Draghi ai raggi X: dalle riforme al welfare i nostri opinionisti analizzano il primo discorso del premier
GIOVANNI ORSINA, MARCO REVELLI, STEFANO STEFANINI, MASSIMILIANO PANARARI
LE DINAMICHE PARLAMENTARI
Quell’impronta politica che mette sotto pressione i partiti di maggioranza
Con l’intervento al Senato, Draghi ha dato al suo gabinetto
un’indiscutibile impronta politica. Il suo esecutivo, ha detto in
apertura, «è semplicemente il governo del Paese». Privo di qualifica,
ossia di alcun limite d’oggetto o tempo. E subito dopo ha aggiunto: «Si è
detto e scritto che questo governo è stato reso necessario dal
fallimento della politica. Mi sia consentito di non essere d’accordo.
Nessuno fa un passo indietro rispetto alla propria identità ma semmai …
ne fa uno avanti nel rispondere alle necessità del Paese».
A conferma di queste premesse, nel suo discorso Draghi si è poi mosso a tutto campo, dalla scuola al fisco, dalla pubblica amministrazione alla sanità, e ha messo sul tappeto una serie di riforme altamente politiche che, anche a volerle solo impostare, richiederebbero ben più dei due anni che restano alla legislatura.
Nel suo breve intervento del 2 febbraio, il Presidente Mattarella aveva chiesto un governo che non si identificasse «con alcuna formula politica». Reggendosi su una maggioranza che non corrisponde a una formula politica, il gabinetto Draghi rispetta appieno il mandato. Ma di per sé una formula politica ce l’ha eccome. Né avrebbe potuto fare a meno di averla, quando si consideri l’ampiezza del Next Generation EU che è chiamato a gestire.
Ora, un governo con formula politica fondato su una maggioranza senza formula politica è destinato a mettere sotto forte pressione i partiti che lo sostengono. La Lega più degli altri, perché è la forza più eccentrica rispetto a quella formula, che si fonda non soltanto sull’europeismo, ma su un europeismo a torsione federalista.
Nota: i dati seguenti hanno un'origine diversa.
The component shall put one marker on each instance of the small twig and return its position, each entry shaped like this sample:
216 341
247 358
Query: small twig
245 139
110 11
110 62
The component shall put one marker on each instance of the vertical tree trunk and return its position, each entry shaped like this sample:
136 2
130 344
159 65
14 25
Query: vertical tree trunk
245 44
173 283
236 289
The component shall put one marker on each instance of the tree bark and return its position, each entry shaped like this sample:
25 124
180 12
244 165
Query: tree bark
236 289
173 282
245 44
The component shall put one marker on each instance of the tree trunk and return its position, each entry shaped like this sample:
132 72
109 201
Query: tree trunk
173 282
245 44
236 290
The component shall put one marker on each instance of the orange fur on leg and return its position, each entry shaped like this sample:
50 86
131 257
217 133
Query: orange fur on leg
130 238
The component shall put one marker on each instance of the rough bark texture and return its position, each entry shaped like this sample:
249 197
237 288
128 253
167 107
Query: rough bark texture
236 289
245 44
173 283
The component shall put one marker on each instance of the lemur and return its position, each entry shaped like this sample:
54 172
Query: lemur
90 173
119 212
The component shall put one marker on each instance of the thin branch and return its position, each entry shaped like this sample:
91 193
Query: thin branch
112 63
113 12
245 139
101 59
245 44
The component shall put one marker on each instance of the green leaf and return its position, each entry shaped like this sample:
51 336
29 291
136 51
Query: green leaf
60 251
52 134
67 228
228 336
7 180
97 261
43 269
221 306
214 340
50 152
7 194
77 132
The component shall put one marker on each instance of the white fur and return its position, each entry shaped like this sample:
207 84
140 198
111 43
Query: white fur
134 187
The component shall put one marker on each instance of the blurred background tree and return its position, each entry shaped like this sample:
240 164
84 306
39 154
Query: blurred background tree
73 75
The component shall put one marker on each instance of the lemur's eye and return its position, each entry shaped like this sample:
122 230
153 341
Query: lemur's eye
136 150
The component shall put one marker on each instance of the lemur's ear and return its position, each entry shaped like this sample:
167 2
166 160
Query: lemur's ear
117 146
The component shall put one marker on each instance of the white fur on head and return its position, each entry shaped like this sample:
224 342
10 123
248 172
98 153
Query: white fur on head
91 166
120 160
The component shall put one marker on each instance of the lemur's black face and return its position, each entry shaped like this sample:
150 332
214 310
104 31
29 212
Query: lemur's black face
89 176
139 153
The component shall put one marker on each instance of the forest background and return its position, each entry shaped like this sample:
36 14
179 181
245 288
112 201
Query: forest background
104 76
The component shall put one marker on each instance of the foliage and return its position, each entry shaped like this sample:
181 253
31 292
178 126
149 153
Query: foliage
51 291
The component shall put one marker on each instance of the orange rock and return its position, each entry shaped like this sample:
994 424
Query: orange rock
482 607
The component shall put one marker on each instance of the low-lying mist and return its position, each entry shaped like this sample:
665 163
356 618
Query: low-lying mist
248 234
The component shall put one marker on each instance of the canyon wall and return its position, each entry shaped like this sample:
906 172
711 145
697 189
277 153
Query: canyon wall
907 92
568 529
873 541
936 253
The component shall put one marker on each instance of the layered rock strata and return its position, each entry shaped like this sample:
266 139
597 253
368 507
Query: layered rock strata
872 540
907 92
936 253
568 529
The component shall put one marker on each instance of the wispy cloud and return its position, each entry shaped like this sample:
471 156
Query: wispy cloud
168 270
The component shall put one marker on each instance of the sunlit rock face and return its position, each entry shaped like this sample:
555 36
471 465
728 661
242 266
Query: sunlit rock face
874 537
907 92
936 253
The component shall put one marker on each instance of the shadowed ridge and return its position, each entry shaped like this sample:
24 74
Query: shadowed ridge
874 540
Ma non soltanto la Lega: la tensione fra la diversa politicità del gabinetto e della maggioranza varrà per tutti. E su di essa si giocherà parte almeno del futuro della «soluzione Draghi».
GIOVANNI ORSINA, professore ordinario di storia contemporanea alla Luiss
IL TESSUTO SOCIALE
Tutto bene ma che ne sarà dei lavoratori meno smart travolti dalla pandemia?
Una parte del discorso al Senato di Mario Draghi è stata dedicata al sacrificio immenso che il mondo del lavoro ha pagato alla pandemia. Il capo del governo non ha nascosto le cifre drammatiche in termini di occupazione perduta, in particolare dalle figure più fragili, giovani e donne, autonomi e precari, e neppure l’inquietante prospettiva che in un futuro non lontano possa «essere colpito il ‘”posto fisso”, i contratti a tempo indeterminato». E questa attenzione è buona cosa. Meno preciso è stato tuttavia sulle risposte che il nuovo governo è disposto a mettere in campo, per alleviare queste sofferenze. Ha nominato, è vero, il blocco dei licenziamenti, sottintendendo che dovrà essere prorogato, ma non ha detto fino a quando (ed è questione decisiva per chi vuole sapere se sarà tra i sommersi o i salvati). Ha fatto riferimento alla riforma degli ammortizzatori sociali, come materia correlata alla questione del blocco, ma è tema che da più di un decennio sta sui tavoli dei decisori senza che se ne sia finora venuti a capo. Ha nominato le «politiche attive» del lavoro, ma come si sa queste hanno tempi medio-lunghi prima di portare ristoro e non funzionano per tutti. Ha anche promesso che, per lo meno nell’immediato, tutti i lavoratori colpiti dovranno essere soccorsi (s’immagina con sussidi). Ma anche in questo caso fino a quando la rete di protezione sarà attiva, e quando verrà ritirata? Una frase gettata lì quasi per inciso lascia trapelare qualche indizio: quella relativa al soccorso alle imprese, «ma non a tutte», solo a quelle con potenzialità innovative serie: è un principio ben radicato dell’ideologia prevalente, ma può valere nello stato d’emergenza che attraversiamo? E soprattutto, che ne sarà nel medio periodo dei dipendenti nei settori meno «smart»? Insomma, avrei preferito anche ora, su questi temi, un whatever it takes.